Rep. Jerrold Nadler, D-N.Y., chairman of the Judiciary Committee that advanced the initial version of the immigration plan, acknowledged: “We’re looking for something that will pass muster with the parliamentarian.”
House Democrats on Tuesday were also considering a slimmed-down version of the parole provision that would restrict undocumented immigrants from accessing public benefits, including health care, but four Democratic senators pushed for the inclusion of the benefits so the measure would be more likely to win approval under the Senate rules, a Democratic aide said.

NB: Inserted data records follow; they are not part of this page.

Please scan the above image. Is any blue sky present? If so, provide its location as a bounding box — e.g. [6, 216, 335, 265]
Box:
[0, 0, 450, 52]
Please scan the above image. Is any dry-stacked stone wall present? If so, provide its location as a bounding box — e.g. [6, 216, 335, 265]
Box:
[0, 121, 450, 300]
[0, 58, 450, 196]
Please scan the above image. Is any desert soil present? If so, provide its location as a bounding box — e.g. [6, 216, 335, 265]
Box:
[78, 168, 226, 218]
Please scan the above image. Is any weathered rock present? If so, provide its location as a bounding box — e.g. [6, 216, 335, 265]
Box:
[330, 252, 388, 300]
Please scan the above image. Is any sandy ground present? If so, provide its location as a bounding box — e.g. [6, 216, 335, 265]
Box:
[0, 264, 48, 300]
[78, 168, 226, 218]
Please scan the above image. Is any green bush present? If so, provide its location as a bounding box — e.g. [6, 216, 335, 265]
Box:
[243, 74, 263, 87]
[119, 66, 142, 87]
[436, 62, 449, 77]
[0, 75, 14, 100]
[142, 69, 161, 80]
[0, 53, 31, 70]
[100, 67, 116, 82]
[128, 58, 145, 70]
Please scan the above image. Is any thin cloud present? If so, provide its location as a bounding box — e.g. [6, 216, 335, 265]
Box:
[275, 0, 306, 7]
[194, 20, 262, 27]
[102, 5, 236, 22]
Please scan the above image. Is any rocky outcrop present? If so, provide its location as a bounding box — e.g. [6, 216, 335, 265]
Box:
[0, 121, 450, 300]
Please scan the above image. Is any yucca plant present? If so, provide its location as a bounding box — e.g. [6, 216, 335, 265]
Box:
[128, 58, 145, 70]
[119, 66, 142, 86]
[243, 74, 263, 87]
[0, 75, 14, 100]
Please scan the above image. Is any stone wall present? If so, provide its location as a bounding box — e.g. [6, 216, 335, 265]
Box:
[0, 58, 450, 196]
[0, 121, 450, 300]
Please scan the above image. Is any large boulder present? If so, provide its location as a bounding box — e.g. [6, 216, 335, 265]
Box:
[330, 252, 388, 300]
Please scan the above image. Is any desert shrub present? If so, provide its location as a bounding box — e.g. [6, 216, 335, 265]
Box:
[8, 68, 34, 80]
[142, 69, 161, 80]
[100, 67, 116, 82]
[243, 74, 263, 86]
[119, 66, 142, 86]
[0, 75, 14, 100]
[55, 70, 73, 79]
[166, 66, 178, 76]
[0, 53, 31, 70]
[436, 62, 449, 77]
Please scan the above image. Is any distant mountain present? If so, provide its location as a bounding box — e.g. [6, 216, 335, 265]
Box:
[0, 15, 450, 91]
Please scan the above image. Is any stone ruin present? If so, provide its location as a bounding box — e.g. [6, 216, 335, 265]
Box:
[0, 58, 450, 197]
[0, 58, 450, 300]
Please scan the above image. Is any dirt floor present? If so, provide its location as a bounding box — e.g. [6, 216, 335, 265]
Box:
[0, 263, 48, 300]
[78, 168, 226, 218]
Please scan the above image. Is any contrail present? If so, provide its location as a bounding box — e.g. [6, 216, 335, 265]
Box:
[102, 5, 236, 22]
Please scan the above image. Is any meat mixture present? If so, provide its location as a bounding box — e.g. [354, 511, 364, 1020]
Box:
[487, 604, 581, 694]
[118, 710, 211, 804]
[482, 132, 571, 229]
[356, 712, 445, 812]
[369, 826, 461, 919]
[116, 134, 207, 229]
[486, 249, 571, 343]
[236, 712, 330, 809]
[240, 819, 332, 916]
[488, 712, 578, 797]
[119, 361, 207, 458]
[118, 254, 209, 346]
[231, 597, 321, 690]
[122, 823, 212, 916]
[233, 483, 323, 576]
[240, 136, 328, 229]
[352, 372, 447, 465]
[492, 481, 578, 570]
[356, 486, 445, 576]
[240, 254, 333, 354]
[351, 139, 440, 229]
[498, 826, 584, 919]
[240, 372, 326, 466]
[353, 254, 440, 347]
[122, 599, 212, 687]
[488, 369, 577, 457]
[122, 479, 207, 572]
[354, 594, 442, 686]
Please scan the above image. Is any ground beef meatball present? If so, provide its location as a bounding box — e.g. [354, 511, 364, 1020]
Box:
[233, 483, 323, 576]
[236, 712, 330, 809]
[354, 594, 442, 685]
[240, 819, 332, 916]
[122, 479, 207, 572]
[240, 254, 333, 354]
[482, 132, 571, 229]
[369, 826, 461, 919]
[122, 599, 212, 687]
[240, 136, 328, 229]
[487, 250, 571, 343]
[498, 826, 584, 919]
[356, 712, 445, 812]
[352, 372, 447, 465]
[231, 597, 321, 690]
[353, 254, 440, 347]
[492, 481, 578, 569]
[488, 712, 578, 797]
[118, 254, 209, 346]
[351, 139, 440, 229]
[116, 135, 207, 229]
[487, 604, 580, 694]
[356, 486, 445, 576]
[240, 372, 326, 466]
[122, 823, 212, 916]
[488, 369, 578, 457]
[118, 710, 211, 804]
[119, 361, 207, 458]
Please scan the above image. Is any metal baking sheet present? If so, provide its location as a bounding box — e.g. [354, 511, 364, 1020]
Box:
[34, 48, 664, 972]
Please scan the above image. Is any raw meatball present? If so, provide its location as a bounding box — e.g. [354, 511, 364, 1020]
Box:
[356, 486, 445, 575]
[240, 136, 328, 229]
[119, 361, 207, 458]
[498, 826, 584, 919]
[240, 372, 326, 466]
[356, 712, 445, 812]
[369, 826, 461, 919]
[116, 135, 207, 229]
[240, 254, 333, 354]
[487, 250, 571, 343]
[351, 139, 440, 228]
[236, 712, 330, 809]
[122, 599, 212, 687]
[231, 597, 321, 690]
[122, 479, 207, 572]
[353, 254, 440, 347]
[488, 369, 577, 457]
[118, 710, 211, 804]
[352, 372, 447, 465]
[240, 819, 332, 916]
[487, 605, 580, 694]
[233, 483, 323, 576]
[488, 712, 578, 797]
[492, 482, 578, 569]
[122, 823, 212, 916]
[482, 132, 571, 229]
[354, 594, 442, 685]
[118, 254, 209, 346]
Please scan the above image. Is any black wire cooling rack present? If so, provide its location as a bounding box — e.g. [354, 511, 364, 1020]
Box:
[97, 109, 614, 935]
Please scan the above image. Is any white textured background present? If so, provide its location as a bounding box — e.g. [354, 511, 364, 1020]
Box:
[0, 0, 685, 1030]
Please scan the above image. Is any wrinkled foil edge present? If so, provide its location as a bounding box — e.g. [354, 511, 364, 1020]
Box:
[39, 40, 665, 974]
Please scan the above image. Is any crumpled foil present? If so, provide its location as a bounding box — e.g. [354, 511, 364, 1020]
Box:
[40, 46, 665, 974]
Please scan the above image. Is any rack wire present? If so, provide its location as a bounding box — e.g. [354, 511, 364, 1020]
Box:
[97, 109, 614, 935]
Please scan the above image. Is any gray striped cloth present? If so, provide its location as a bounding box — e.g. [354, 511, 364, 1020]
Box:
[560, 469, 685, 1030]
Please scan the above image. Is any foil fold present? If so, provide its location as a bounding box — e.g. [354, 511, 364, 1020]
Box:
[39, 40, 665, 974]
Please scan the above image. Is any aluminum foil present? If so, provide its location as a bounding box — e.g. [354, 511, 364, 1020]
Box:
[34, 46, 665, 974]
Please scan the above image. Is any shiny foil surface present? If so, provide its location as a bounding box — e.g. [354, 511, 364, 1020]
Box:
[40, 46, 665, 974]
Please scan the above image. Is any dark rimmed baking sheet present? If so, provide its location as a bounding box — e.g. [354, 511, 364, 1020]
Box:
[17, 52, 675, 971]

“Our goal simply is that if you’re going to give parole, which is the least of all the options, that that parole should be full in nature — and we’ll see whether or not we can accomplish,” said Sen. Bob Menendez, D-N.J.
Even as the committee released text without a pathway to citizenship, some progressive House Democrats continued to advocate for including the registry option. Earlier Wednesday, Pelosi met for roughly an hour with Reps. Lou Correa of California, Adriano Espaillat of New York and Jesus “Chuy” Garcia of Illinois, the three Democrats who have said they would not vote for a reconciliation bill that omitted immigration.
Following the meeting, Espaillat said he still supports including the registry option, and that he and Pelosi “had a lengthy, genuine discussion about it.”
“Citizenship is important to me,” Correa said following meetings with Pelosi and the Democratic caucus. “I like registry.”
Immigration advocates question moderates’ rationale for narrowing the plan, given the parliamentarian’s opposition to prior versions.
“What is the logic that is driving the slimming down of a narrowing of the benefit and the number of people?” said Angelica Salas, executive director of Coalition for Humane Immigrant Rights. “It’s really important for us to question the logic around and how negotiations are moving forward.”
Patrice Lawrence, co-director of the UndocuBlack Network, blamed moderates’ hesitance on “not being clear on what the Senate is able to do and what the Senate is not able to do.” She maintained that Democrats have the authority to override the parliamentarian’s opinions.
Progressive Democrats have remained firm on demands that the bill be as expansive as possible, even if that involves overruling the parliamentarian. Rep. Lou Correa, D-Calif., one of three Latino Democrats threatening to vote against the bill if immigration provisions are not sufficiently broad, had little sympathy for moderates wary of taking a tough stance.
“It’s a fair issue, that this is a very difficult issue,” he said. “But we deal with difficult issues all the time — that’s why we get paid. I have been in tough situations, all of us have.”
Senate Majority Whip Richard J. Durbin, D-Ill., who has led his chamber’s effort to include immigration provisions in the reconciliation bill, acknowledged Tuesday that House lawmakers were working through some divisions between progressives and moderates.
He said he and Pelosi “went over the possibilities — and she’s got her hands full. I think she can do it. She’s masterful, but at this point, there’s some divisions within her caucus that she’s trying to work out.”
He also hinted similar divisions playing out in his own chamber.
“They have both liberals and moderates on the issue, and we have some of the same,” he said.
The stakes have never been higher for lawmakers and advocates who have spent years trying to overhaul the U.S. immigration system. The reconciliation bill could be the last big chance to provide relief to immigrants in years, particularly if Democrats lose their House and Senate majorities in next year’s midterms.
“We still think that’s an objective that is a very important one for our country,” House Majority Leader Steny H. Hoyer said Tuesday. “And if it is held to not be consistent with the reconciliation process then we’ll have to do it some other way because it needs to be done, we need to fix this immigration system.”
Laura Weiss, Lindsey McPherson, Paul Krawzak and Jennifer Shutt contributed to this report.